A 2009 review of the laws by esteemed former Canberra public servant Allan Hawke recommended shifting the focus of conservation efforts to a whole-of-ecosystem approach. In a mark of its vintage, it also called for a greenhouse trigger to be built into the laws, which would sunset when the emissions trading scheme came into effect. But with the turmoil of the Rudd-Gillard-Rudd years, and the complexity of navigating major reforms in a minority government, most recommendations were left on the shelf.
In the 10 years since the review, three species of animal - the Bramble Cay melomys, the Christmas Island pipistrelle and Christmas Island skink - have gone extinct. The Wilderness Society says if the 2008 conservation plan for the Bramble Cay melomys - a rat endemic to a tiny sandy island in the Torres Strait - was followed, the species could have survived. Instead, it was never funded and the melomys became the first Australian mammal to succumb to the growing impacts of climate change.
The interim findings of the second major review of the act, undertaken by Professor Graeme Samuel, were handed to Environment Minister Sussan Ley on Tuesday, the same day she announced she'd signed off on Snowy 2.0. Environmentalists lamented the approval was a death warrant for another critically threatened species, the stocky galaxias.
Environment, mining and agriculture groups agree the EPBC Act as it stands isn't working. Occasionally, they even agree on solutions. For instance, the Australian Conservation Foundation, the National Farmers' Federation and the Minerals Council of Australia all argue better mapping of threatened species habitat is required. According to a scathing Auditor-General review released last week, the Environment Department did not even have a map of all the offsets it approved. Plans to create an offset mapping system were abandoned due to "changes in resourcing priorities", and in July 2019, the department stopped loading offset locations into its databases altogether.
READ MORE:
What they also agree on is that the department needs more resources. Approval times have blown out since 2013. What used to take an (already staggering) average of 799 days in 2013-14 took 984 days in 2018-19. Only 5 per cent of decisions were made within statutory time frames in 2018-19, despite the number of referrals falling considerably.
The environmental regulation budget fell from a peak of $71 million to $56 million in 2018-19. When the department received an extra $25 million last December, the percentage of decisions made on time jumped to 31 per cent.

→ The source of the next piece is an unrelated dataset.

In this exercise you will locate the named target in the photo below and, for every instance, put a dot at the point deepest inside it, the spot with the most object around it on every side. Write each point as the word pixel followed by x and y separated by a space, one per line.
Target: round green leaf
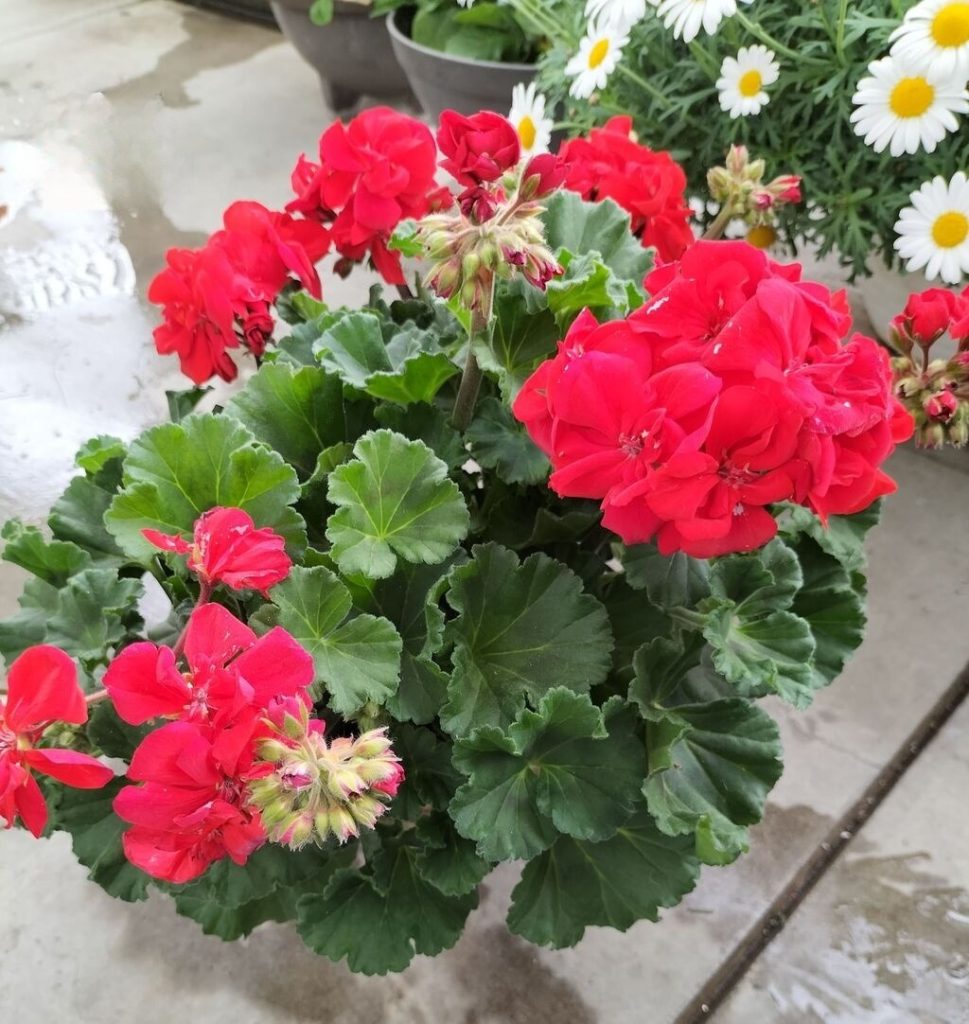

"Service delivery is a major driver of delay. Assessment officer turnover, capacity, resourcing, service quality and inconsistent interpretation of the act all affect the cost and timeliness of assessment and approval processes," the Minerals Council of Australia said.
For large mining projects, each day the project is held up can cost $1 million, the council said.
But the cost is also steep for Australia's biodiversity. The Wilderness Society says that since 2000, the number of threatened species has increased by more than 30 per cent. Six species have gone extinct, and another 17 will disappear in the next 20 years if nothing changes.
And yet there is no strategy to protect many vulnerable species. As of 2016-17, only 38 per cent of threatened species had a current recovery plan. The koala has been in need of one since 2014.
There will be many questions Australians will have to grapple with when the Samuel review is released, not least of which is the value we place on our natural environment in a post-COVID-19 world.
The ability of future generations to find the same joy in spotting a koala up a gum tree will depend on our answers.